第33話 親愛と動揺と

 小桜姉妹と過ごす、穏やかな日々。

 賑やかで、時に少し騒がしくて。

 そんな生活を送る中で、彼女たちに対して親愛の情を抱いていることを春輝も自覚していた。


(……もう、家族って感じだよな)


 そのように思っている。


(娘……って程は流石に離れてないし、妹ってとこか?)


 そう、家族なのである。

 だから。


「ハル兄、お風呂空いたよ」

「うん、わかった……って、なんだその格好!?」


 白亜がスケスケのネグリジェ姿でリビングに現れても、動揺などしないのである。


「わたしは大人の女性だから、これくらい着る」

「完全にブラとパンツ透けて見えちゃってるけど!?」

「見せブラと見せパンということにしたから問題ない」

「見せブラとか見せパンってそういう概念じゃなくない!?」


 動揺などしていないのだ。

 いないのだ。


「ふっ……」


 とそこで、鼻で笑う音がリビングへと飛び込んできた。


「白亜、その考えの浅さがお子ちゃまだってのよ」


 ちょうど通りがかったらしい、パジャマ姿の露華である。


「真の大人は、チラリズムで攻めるわけ」


 ニンマリと笑って、露華は軽く前傾姿勢となった。


「こんな風に……ね?」


 そう言いながら艶っぽい笑みを浮かべて上着の襟元を大きく開くので、春輝の視線は思わずそこに吸い寄せられる。

 ……と。


「っ!? ちょぉっ!?」


 そこに見えた光景に、春輝は慌てて目を逸らした。


「ふふっ、ブラくらいで真っ赤になっちゃって。春輝クン、可愛いんだー」


 春輝の反応に、露華はニマニマと大変嬉しそうに笑っている。


「いや、その……」


 春輝は、『それ』をどう伝えようか一瞬迷って。


「肌色しか見えなかったんだが……それも、かなり際どいとこまで……」


 結局、ストレート気味な物言いとなる。


「はい? 肌色?」


 それに対して、露華は怪訝そうに眉根を寄せた。


「ウチ今日、肌色のブラなんてしてな……」


 けれど言葉の途中で、ハッとした表情となる。


「もしかして……!?」


 そして、やや慌てた様子で自分の胸を押さえた。

 更に、恐る恐るといった様子で『中』を確認して。


「……ははっ。

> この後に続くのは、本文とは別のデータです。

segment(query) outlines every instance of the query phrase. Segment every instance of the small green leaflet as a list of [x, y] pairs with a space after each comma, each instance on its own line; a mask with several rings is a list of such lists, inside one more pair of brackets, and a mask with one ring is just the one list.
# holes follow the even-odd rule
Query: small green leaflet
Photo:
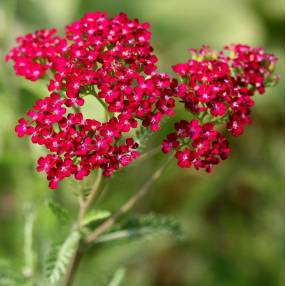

そういやウチ、寝る時はブラしない派だったわ」


 赤くなった顔を逸らしながら、そう告げる。


「お、おぅ……」


 どうコメントしていいものやらわからず、春輝は半笑いで頷くに留めた。


 こんなことがあっても、春輝は動揺などしてないのである。

 決して。


「いやぁ、にしても春輝クンのラッキースケベ力の高さだよね!」


 未だ赤い顔ながら、誤魔化すように「はははっ」と露華は笑う。


「ウチらの恥ずかしいとこ、もうほとんど全部見られちゃってるじゃんね!」


 なんとなく、ヤケクソ気味な気配が感じられた。


「いやまぁ、着替え中にリビングを開けちゃった件については悪いと思ってるけどさ……」


 春輝は、半笑いを苦笑へと変化させる。


「それ以外は、ほとんどそっちから来たやつだろ……それも、露華ちゃん発のが大半だし」

「あれ……? 言われてみると……?」


 露華が首を捻りながら、腕を組んだ。


「ってことは、もしかしてウチって……」

「ようやく気付いてくれたか……そう、君は……」


 続きを述べようとする春輝より一瞬早く、再び露華が口を開く。


「春輝クンと、運命の赤い糸で結ばれてる?」


 まるで、世紀の大発見でもしたかのような表情であった。

 ただし、かなりわざとらしいものではある。


「そんなラッキースケベに紐付いた運命、嫌だ……」


 こちらは割と本気でげんなりとした表情で、春輝はそう返した。


「ていうか、普通におっちょこちょいなだけだろ」

「クッ、ウチも薄々思ってたことをハッキリと……」


 ぐむむと呻く露華だが、やはり冗談めかした調子である。

 が、しかし。


「ロカ姉、ドンマイ」

「……その格好のあんたに言われると、なんか腹立つな」


 ドヤ顔の白亜──無論引き続きスケスケのネグリジェ姿であり、ブラとパンツが完全に見えている状態である──にポンと肩を叩かれると、何とも言えない表情となった。


「まぁいいや……ほんじゃおやすみ、春輝クン」

「おやすみ、ハル兄」


 二人共その表情のまま、それぞれ挨拶して踵を返す。


「あぁ、おやすみ」


 リビングを出ていく二人の背中に、春輝も挨拶を送った。

 こんな光景も、すっかり慣れたもので。

 春輝の、『日常』となっていた。